Site iCampus ( > https://icampus.uclouvain.be/claroline/course/index.php?cid=MAT$1271$\underline{ }$001$).
On the website can be found : copies of transparencies, exercice problems and their solutions, a list of formulas and statistical tables, the help file for using the statistical software, a copy of a recent exam and the detailed table of contents of the course.
Courses LMAT1121 and LMAT1122 (real analysis/calculus, in particular bivariate integration).
The prerequisite(s) for this Teaching Unit (Unité d’enseignement – UE) for the programmes/courses that offer this Teaching Unit are specified at the end of this sheet.
The general aim of the course consists in giving an introduction into the thinking and the tools of probability theory and statistical analysis, with a view towards applications. The addressed topics cover the basic notions of probability (and conditional probability) and the main distributions of random vectors. The course treats the concepts of independence and correlation, and some aspects of large sample properties. For the statistical analysis, priority is given to the parametric approach (estimation of the parameters of a probability distribution) and to methods of statistical inference (hypothesis testing and confidence intervals). The statistical concepts are applied to the specific problems of analysis of variance (ANOVA) and of (simple) linear regression.
Contribution of the course to learning outcomes in the Bachelor in Mathematics programme. By the end of this activity, students will be able to:
Recognise and understand a basic foundation of mathematics.
Choose and use the basic tools of calculation to solve mathematical problems.
Recognise the fundamental concepts of important current mathematical theories.
Establish the main connections between these theories, analyse them and explain them through the use of examples.
Show evidence of abstract thinking and of a critical spirit.
Argue within the context of the axiomatic method. Recognise the key arguments and the structure of a proof.
Distinguish between the intuition and the validity of a result and the different levels of rigorous understanding of this same result.
Learning outcomes specific to the course.
The general goal of the course is to introduce the student to the notion and the tools of probability theory and statistical analysis, with a view towards applications.
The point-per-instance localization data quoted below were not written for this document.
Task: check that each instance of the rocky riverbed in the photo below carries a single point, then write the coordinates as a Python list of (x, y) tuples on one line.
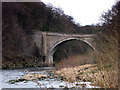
[(37, 78)]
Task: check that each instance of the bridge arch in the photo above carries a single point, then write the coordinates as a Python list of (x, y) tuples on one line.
[(56, 45)]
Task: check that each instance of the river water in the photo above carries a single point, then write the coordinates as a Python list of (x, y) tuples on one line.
[(45, 83)]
By the end of the course, students will be able to:
Use the basic notions of probabilistic modelling, being able to worki with random variables:
Apply the most frequently used techniques of probability theory (conditional probabilities and expectation, normal, Poisson and exponential laws) in various fields of application
Explore structured data sets by the methods of statistical inference
Apply the techniques of confidence intervals and hypothesis testing
The contribution of this Teaching Unit to the development and command of the skills and learning outcomes of the programme(s) can be accessed at the end of this sheet, in the section entitled “Programmes/courses offering this Teaching Unit”.
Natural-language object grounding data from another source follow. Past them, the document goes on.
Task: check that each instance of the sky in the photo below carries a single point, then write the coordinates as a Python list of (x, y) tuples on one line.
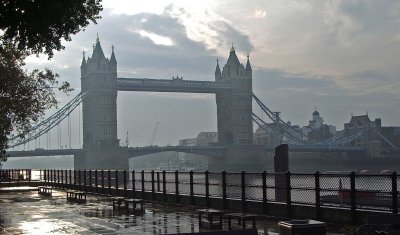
[(338, 56)]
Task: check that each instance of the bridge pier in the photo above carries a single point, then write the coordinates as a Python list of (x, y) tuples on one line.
[(240, 158), (115, 158)]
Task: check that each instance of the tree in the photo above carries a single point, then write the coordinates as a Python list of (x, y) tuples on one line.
[(33, 27)]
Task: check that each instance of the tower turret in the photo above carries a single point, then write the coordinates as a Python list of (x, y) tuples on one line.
[(248, 66), (217, 72), (83, 63), (234, 108), (99, 109), (112, 59)]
Assessment is based on a written examination that focuses on theory and on exercises.
The examination tests knowledge and understanding of fundamental concepts and results, ability to construct and write a coherent argument, mastery of the techniques of calculation and, above all, the applicability of the methods covered in the course to problems in the statistical analysis of data.
The aim of this introductory course of general training in probability and statistics is to familiarise students with the fundamental concepts and methods of probability and statistics. In addition to the lectures, great emphasis is placed on exercises that serve to develop a good understanding of the subject. The project allows students themselves to deal in its entirety with a concrete example from the industrial world covered by the subject matter of the course.
The course consists of two strongly connected parts.
First part: Probability
- Events and probabilities
- Conditional probabilities
- Independence
- Discrete random variables
- Continuous random variables
- Multivariate probability distribution (random vectors)
- Limit theorems (Central Limit Theorem, Law of large numbers)
Second part: Statistical analysis
- Random sampling and descriptive statistics
- Construction of estimators and estimation theory
- Confidence intervals
- Hypothesis testing (for means, variances and proportions)
- ANOVA
- Linear regression
D. Wackerly, W. Mendenhall, R. Scheaffer : "Mathematical Statistics with Applications" (7th ed.) 2008, Brooks/Cole.